# Processing HTML Files

We will be using **html2parquet transform**

References
- [html2parquet](https://github.com/IBM/data-prep-kit/tree/dev/transforms/language/html2parquet/python)

## Step-1: Data

We will process data that is downloaded using [1_crawl_site.ipynb](1_crawl_site.ipynb).

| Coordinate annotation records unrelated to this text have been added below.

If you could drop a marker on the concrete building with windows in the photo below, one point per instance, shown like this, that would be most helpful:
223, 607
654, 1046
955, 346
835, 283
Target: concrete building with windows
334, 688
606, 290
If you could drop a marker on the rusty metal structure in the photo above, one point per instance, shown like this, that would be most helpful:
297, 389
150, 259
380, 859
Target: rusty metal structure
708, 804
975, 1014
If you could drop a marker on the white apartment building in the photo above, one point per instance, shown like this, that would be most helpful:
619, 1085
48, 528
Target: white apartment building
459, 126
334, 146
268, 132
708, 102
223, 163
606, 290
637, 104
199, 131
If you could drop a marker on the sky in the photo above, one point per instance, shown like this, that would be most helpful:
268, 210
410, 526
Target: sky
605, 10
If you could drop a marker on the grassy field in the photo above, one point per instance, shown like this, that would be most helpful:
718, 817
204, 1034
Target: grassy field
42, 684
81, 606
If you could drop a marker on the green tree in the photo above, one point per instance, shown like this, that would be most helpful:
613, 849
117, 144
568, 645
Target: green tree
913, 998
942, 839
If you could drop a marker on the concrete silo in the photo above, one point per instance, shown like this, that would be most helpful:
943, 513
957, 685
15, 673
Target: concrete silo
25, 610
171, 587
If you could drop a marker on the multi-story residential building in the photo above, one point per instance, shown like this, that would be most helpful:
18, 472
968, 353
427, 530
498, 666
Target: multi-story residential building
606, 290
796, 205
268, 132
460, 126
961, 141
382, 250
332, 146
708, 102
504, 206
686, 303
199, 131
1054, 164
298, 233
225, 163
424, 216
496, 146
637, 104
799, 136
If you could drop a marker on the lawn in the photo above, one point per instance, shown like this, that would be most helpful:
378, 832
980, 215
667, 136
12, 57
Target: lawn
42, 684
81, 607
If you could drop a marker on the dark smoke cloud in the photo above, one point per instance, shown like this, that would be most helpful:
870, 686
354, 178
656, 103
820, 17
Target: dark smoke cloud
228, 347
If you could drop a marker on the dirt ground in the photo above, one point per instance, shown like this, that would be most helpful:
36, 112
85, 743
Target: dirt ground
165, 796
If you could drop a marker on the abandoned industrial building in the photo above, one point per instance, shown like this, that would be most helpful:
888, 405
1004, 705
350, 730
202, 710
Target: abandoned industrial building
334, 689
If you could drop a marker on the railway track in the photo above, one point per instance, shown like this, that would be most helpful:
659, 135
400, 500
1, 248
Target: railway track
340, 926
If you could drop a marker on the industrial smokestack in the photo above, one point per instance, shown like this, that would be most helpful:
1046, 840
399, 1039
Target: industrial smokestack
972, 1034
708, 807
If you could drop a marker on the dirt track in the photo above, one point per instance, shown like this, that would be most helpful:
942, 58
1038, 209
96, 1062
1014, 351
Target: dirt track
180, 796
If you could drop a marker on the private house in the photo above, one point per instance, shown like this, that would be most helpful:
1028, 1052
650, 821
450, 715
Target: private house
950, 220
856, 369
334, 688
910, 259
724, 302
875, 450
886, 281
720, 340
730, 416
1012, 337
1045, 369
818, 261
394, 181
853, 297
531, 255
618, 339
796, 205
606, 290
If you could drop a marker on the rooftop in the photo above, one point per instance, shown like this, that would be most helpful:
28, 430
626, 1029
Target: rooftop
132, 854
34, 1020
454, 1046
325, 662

We have a couple of crawled HTML files in  `input` directory. 

## Step-2: Configuration

In [1]:
## All config is defined here
from my_config import MY_CONFIG

In [2]:
import os, sys
import shutil

PQ_DIR = os.path.join(MY_CONFIG.WORKSPACE_DIR, "parquet")
shutil.rmtree(PQ_DIR, ignore_errors=True)
shutil.os.makedirs(PQ_DIR, exist_ok=True)
print (f"✅ Cleared  intermediate parquet directory :  {PQ_DIR}")


shutil.rmtree(MY_CONFIG.PROCESSED_DATA_DIR, ignore_errors=True)
shutil.os.makedirs(MY_CONFIG.PROCESSED_DATA_DIR, exist_ok=True)
print (f"✅ Cleared  processed data directory :  {MY_CONFIG.PROCESSED_DATA_DIR}")

✅ Cleared  intermediate parquet directory :  workspace/parquet
✅ Cleared  processed data directory :  workspace/processed


## Step-3: HTML2Parquet

Process HTML documents and extract the text in markdown format

In [3]:
from dpk_html2parquet.transform_python import Html2Parquet


x=Html2Parquet(input_folder= MY_CONFIG.CRAWL_DIR, 
               output_folder= PQ_DIR, 
               data_files_to_use=['.html'],
               html2parquet_output_format= "markdown"
               ).transform()

23:26:24 INFO - html2parquet parameters are : {'output_format': <html2parquet_output_format.MARKDOWN: 'markdown'>, 'favor_precision': <html2parquet_favor_precision.TRUE: 'True'>, 'favor_recall': <html2parquet_favor_recall.TRUE: 'True'>}
23:26:24 INFO - pipeline id pipeline_id
23:26:24 INFO - code location None
23:26:24 INFO - data factory data_ is using local data access: input_folder - workspace/crawled output_folder - workspace/parquet
23:26:24 INFO - data factory data_ max_files -1, n_sample -1
23:26:24 INFO - data factory data_ Not using data sets, checkpointing False, max files -1, random samples -1, files to use ['.html'], files to checkpoint ['.parquet']
23:26:24 INFO - orchestrator html2parquet started at 2025-05-12 23:26:24
23:26:24 INFO - Number of files is 96, source profile {'max_file_size': 0.3377838134765625, 'min_file_size': 0.10031604766845703, 'total_file_size': 12.527679443359375}
23:26:25 INFO - Completed 1 files (1.04%) in 0.003 min
23:26:25 INFO - Completed 2 files

## Step-4: Inspect the Output


In [4]:
from file_utils import read_parquet_files_as_df

output_df = read_parquet_files_as_df(PQ_DIR)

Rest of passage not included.